|
|
|
|
|
by redditmigrant
3031 days ago
|
|
As someone who is trying to learn ML, all the courses available are hugely helpful. One thing I wish I had easy access to is the process that someone goes through while trying to build a model on a real dataset. Specifically following questions are the ones I struggle with: 1. How did you figure out what features would be useful? 2. How did you figure out what algorithm(s) are appropriate? 3. how and why did you massage the data in a specific way? |
|
There are various feature engineering and feature extraction techniques. Filter methods, wrapper methods, and embedded methods. Principle component analysis, autoencoding, variance analysis, linear discriminant analysis, Gini index, genetic algorithms, etc -- the feature selection process will depend on the dataset, the problem domain, the analysis algorithm you ultimately use, etc.
> How did you figure out what algorithm(s) are appropriate?
Also depends on the problem domain. Discrete or continuous data? Categorical features, numeric features, features as bitmasks. Do you need a probabilistic outcome? Etc.

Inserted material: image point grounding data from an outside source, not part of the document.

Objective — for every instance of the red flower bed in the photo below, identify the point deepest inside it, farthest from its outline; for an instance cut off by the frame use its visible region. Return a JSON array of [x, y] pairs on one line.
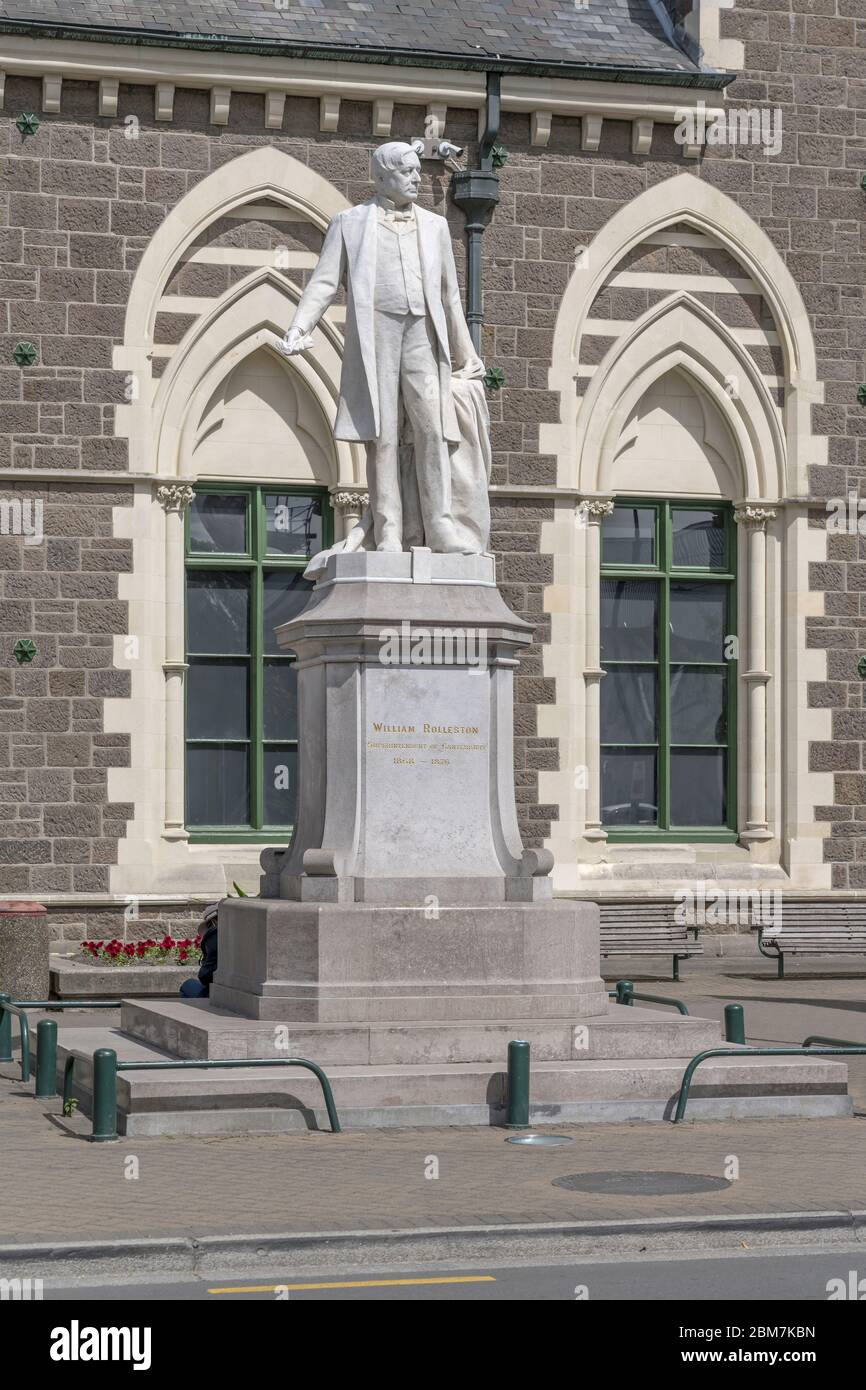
[[168, 951]]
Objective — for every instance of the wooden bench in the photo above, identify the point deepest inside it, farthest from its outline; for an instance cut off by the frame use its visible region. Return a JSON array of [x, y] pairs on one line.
[[645, 929], [815, 929]]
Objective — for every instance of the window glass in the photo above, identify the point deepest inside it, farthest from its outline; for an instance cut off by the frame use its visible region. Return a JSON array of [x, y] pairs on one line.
[[293, 524], [666, 701], [217, 521], [628, 787], [628, 709], [628, 620], [698, 538], [628, 535], [217, 610], [245, 558], [698, 622], [217, 784]]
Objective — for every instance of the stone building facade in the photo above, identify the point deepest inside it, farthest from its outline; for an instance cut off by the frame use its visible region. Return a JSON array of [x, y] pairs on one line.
[[673, 289]]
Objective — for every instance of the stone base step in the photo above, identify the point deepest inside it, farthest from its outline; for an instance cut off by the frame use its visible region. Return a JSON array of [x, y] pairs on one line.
[[253, 1100], [196, 1029], [84, 980]]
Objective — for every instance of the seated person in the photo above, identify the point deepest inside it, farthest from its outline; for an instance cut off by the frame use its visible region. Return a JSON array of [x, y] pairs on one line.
[[200, 988]]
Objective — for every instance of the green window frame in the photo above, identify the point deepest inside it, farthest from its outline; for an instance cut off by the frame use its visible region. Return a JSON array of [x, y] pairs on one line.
[[665, 574], [256, 562]]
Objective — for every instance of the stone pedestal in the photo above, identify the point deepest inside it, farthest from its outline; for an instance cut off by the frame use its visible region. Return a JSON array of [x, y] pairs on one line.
[[359, 963], [406, 894], [405, 692], [24, 950]]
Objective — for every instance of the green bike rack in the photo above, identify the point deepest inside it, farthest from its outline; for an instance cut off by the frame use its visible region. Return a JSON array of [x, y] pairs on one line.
[[850, 1050], [626, 993], [104, 1083], [7, 1009], [17, 1007]]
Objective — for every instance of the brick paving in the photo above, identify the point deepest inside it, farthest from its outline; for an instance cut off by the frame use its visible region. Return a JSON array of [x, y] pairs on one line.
[[53, 1184]]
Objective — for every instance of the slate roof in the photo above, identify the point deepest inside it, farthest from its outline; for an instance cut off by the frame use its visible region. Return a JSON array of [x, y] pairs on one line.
[[609, 32]]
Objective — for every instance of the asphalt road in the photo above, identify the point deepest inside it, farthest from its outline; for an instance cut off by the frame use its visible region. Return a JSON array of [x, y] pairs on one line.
[[766, 1276]]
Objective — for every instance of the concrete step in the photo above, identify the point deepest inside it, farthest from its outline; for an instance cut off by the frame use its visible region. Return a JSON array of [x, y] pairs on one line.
[[250, 1100], [196, 1029], [86, 980]]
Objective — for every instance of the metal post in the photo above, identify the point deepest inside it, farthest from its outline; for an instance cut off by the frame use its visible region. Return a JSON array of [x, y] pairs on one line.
[[46, 1059], [517, 1114], [734, 1023], [6, 1030], [104, 1094], [624, 990]]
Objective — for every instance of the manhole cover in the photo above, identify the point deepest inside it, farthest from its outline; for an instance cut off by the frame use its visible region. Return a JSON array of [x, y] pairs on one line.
[[540, 1140], [641, 1184]]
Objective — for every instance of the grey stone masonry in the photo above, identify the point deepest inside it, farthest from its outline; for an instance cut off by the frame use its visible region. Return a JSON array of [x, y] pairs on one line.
[[78, 203]]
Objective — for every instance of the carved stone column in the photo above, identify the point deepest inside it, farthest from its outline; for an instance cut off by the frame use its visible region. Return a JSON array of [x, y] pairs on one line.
[[349, 505], [594, 510], [174, 498], [755, 520]]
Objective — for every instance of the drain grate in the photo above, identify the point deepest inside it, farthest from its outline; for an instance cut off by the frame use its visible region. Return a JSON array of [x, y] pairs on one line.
[[540, 1140], [642, 1184]]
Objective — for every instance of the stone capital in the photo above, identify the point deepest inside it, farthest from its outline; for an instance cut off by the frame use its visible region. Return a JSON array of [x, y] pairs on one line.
[[175, 496], [595, 509], [355, 501], [754, 517]]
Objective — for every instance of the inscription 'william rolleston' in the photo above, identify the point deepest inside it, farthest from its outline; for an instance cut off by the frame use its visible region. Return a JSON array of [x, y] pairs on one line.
[[426, 729]]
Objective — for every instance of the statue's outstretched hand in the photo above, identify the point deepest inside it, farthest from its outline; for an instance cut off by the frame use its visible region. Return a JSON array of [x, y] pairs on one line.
[[295, 341], [471, 369]]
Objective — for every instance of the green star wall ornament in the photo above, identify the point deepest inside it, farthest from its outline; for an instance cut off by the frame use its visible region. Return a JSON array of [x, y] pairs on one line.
[[24, 651], [28, 124], [494, 378], [25, 355]]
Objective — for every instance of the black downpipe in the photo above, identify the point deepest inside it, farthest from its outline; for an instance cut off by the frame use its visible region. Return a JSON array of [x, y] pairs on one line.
[[477, 192]]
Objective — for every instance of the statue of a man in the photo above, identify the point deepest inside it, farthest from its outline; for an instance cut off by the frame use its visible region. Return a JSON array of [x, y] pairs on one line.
[[405, 335]]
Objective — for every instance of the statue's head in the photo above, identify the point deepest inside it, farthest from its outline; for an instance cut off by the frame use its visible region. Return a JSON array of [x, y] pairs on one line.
[[396, 173]]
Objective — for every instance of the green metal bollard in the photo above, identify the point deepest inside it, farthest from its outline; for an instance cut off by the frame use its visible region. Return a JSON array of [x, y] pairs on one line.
[[46, 1061], [6, 1030], [734, 1023], [517, 1114], [104, 1094]]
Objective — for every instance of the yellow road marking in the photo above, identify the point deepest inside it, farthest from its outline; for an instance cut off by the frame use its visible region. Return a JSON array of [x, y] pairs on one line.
[[359, 1283]]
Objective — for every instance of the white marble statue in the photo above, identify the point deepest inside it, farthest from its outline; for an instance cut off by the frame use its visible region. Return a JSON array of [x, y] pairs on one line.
[[412, 380]]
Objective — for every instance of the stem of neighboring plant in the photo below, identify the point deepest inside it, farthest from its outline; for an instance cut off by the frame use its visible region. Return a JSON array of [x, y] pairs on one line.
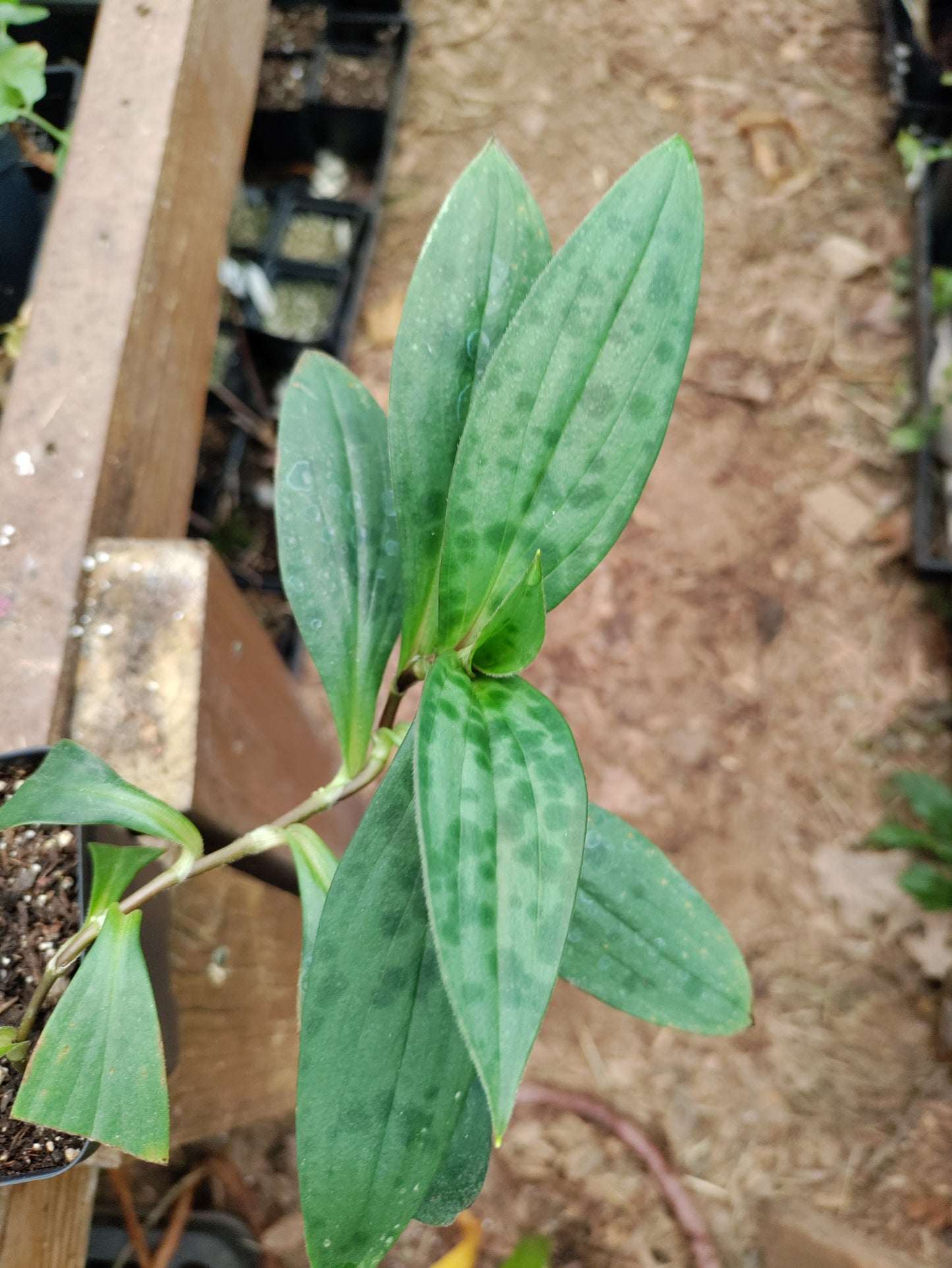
[[251, 844], [56, 133]]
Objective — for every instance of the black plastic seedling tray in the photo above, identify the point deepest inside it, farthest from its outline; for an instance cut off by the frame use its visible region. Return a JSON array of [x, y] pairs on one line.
[[919, 98]]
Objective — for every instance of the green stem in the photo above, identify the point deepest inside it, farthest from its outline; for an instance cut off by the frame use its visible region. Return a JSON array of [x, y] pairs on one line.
[[263, 838], [56, 133]]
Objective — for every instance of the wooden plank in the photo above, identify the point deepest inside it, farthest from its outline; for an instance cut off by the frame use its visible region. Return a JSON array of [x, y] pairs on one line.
[[101, 429], [179, 687], [797, 1235], [46, 1224], [235, 952]]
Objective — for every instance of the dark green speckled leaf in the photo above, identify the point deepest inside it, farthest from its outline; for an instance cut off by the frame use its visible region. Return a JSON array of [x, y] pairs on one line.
[[515, 633], [502, 819], [337, 539], [484, 252], [644, 941], [383, 1073], [572, 410], [74, 785], [462, 1172], [98, 1068]]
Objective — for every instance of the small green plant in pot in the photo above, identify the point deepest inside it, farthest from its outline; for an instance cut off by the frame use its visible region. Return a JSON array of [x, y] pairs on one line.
[[529, 400]]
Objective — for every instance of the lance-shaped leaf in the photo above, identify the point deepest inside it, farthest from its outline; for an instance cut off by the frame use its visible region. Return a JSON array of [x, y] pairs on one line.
[[514, 634], [75, 786], [501, 798], [463, 1170], [928, 798], [644, 941], [383, 1073], [930, 885], [22, 14], [571, 414], [532, 1252], [484, 252], [337, 539], [115, 867], [316, 867], [98, 1068], [22, 79]]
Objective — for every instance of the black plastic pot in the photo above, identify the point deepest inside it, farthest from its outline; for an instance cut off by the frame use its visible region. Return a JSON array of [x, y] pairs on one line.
[[155, 946], [914, 79], [22, 218], [210, 1240]]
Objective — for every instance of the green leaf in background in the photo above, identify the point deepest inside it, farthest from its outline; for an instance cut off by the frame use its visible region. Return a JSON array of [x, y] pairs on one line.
[[20, 14], [572, 410], [337, 539], [484, 252], [115, 867], [644, 941], [514, 635], [530, 1253], [98, 1068], [898, 836], [930, 799], [22, 79], [928, 885], [462, 1172], [315, 865], [75, 786], [501, 799], [384, 1072]]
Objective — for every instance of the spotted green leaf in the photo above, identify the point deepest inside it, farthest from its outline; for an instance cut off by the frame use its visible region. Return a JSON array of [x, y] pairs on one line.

Generally you start with the easiest algorithms in your toolbox to see how viable they are. For a classification task I'll almost always start with a naive Bayes classifier (if the data allows) and/or a random forest and see how they perform. If the problem domain is highly non-linear you might start with a support vector or kernel method. Neural network is a last resort for me, as I find most classification problems can be solved to a high accuracy much more simply.
> how and why did you massage the data in a specific way?
This relates back to #1 -- you should only massage data based on what your feature engineering tells you to do. Sometimes you might want to remove outliers or clean up the training data, but only if the outliers really should be removed from consideration entirely.